The confusion on Isaac’s face looked real. He was a good actor, I’d give him that. He straightened up and said, “He’s lost his damn mind.”

“No, he’s just gotten very good at lying,” Bethany said.

I ignored her and kept my focus on Isaac. “You almost got away with it, too. Luckily, I came back to stop you.”

He shook his head. His eyes dipped down to the blood on my collar and shirt. “That blood is yours, isn’t it? Bethany told us what happened, how you died and came back.” He pulled something white and crumpled out of his pocket. It was an old, used bandage, stained dark on one side with dried blood. “We took this off your back while you were sleeping. There was nothing under it. No scratches, no scars. Your wounds were gone. No more games, Trent. I want the truth. What are you?”

I laughed in his face.

Isaac clenched his jaw. “This is getting us nowhere. Gabrielle, find out what he’s hiding. He’s obviously something more than human.”

She dug deeper, a drill boring through my mind. Images sped by like a flip book as she moved back through days, weeks, months, a year—all the way back to my first memory: the brick wall. She tried to peel that memory back, too, to see what was under it.

She flinched suddenly, opening her eyes and letting out a small gasp. “I can’t.”

Isaac put a hand on her shoulder. “I know it’s a lot to ask. I know you’d rather be with Thornton right now, but I wouldn’t ask this of you if there weren’t so much at stake. You have to try.”
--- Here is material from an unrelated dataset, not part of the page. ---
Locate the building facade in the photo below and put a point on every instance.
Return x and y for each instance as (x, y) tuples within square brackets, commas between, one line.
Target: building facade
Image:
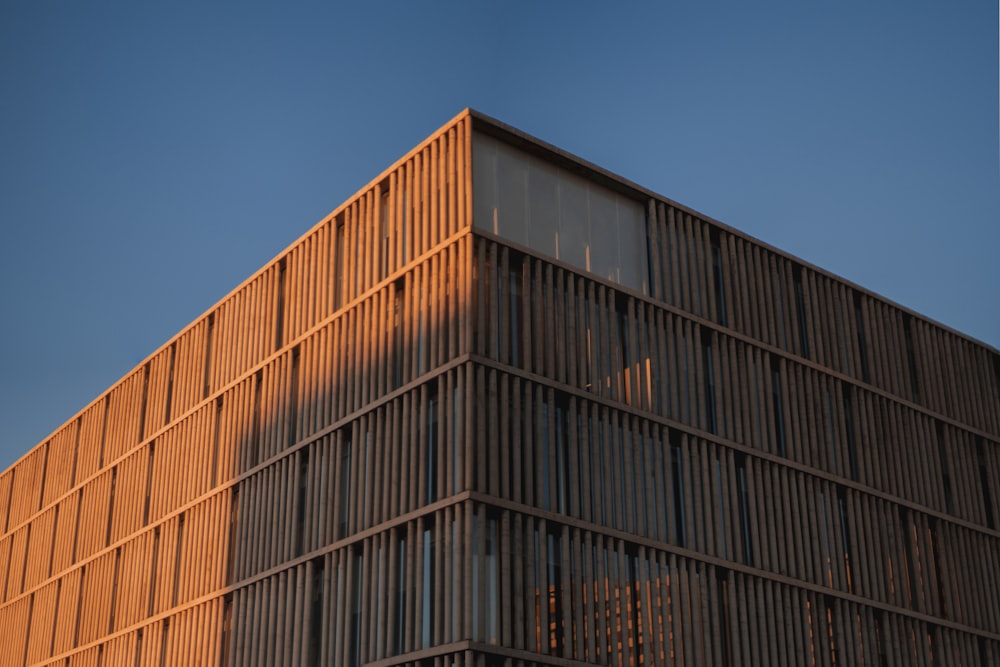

“It’s not that,” she said. “I can only see what Trent knows, and he doesn’t know what he is. Beyond that, there’s a barrier, a mental block I can’t get past.”
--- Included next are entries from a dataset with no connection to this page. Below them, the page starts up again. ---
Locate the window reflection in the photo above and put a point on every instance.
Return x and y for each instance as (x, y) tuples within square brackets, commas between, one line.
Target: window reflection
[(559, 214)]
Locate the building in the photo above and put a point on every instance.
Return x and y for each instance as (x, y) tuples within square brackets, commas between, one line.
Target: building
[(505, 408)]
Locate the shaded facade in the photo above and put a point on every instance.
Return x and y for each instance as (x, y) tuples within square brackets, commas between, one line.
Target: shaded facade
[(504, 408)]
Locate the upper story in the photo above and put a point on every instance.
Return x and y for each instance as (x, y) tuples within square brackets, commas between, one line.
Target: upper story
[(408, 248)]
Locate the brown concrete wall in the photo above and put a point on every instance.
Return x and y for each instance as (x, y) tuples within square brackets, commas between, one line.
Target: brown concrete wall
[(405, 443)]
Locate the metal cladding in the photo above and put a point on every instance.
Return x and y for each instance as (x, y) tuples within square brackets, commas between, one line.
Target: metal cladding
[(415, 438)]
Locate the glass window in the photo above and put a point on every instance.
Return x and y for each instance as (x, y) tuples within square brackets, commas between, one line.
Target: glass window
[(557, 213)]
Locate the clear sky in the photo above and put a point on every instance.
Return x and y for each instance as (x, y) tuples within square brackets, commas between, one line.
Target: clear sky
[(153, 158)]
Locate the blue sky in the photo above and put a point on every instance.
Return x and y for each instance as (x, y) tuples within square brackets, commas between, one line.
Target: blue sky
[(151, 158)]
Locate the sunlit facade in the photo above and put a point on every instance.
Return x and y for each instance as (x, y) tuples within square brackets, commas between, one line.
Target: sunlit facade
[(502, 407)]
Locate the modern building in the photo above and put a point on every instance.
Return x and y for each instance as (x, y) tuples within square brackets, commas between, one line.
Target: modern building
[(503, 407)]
“Can you force your way past it?”

She blew out her breath. “I don’t know.”

“We need to know exactly what we’re dealing with,” he said. “Please try.”

She sighed and closed her eyes again. Her mind pushed hard into mine, trying to force its way through the barrier to whatever lay on the other side. There was nothing I could do to stop her, and I wasn’t sure I wanted to. Because if it worked and she got through, she could unearth the answers I’d been looking for.

Then the pain came. It was excruciating, like a razor-sharp knife filleting my brain. The harder she pushed the more a sharp pressure mounted in my head, as if someone had put my brain in a vise and was turning it tighter. Bright spots flashed behind my eyes.

“Push past it, Gabrielle,” Isaac said. “Push past the barrier.”

Blood trickled from my nostrils, and still she pushed. It felt like my head was going to explode.

Gabrielle screamed suddenly and broke contact with me, both physically and mentally. She stumbled suddenly, thrown back as if some invisible force had pushed her away from me. I slumped forward in the chair, as far as my bound wrists would let me. Breathing hard, I spat on the carpet between my feet. My saliva was tinged with blood. The pain in my head dampened slowly, the vise unwinding.

Gabrielle swayed, dizzy, and put her hands to her head. Bethany held her steady. “Are you okay?”

“What happened?” Isaac demanded.

Gabrielle shook her head and stammered, “I—I don’t know. It felt like something attacked me. Pushed me away when I got too close. It was like touching a live wire.”

Isaac turned to me, his face red with anger. “What did you do to her?”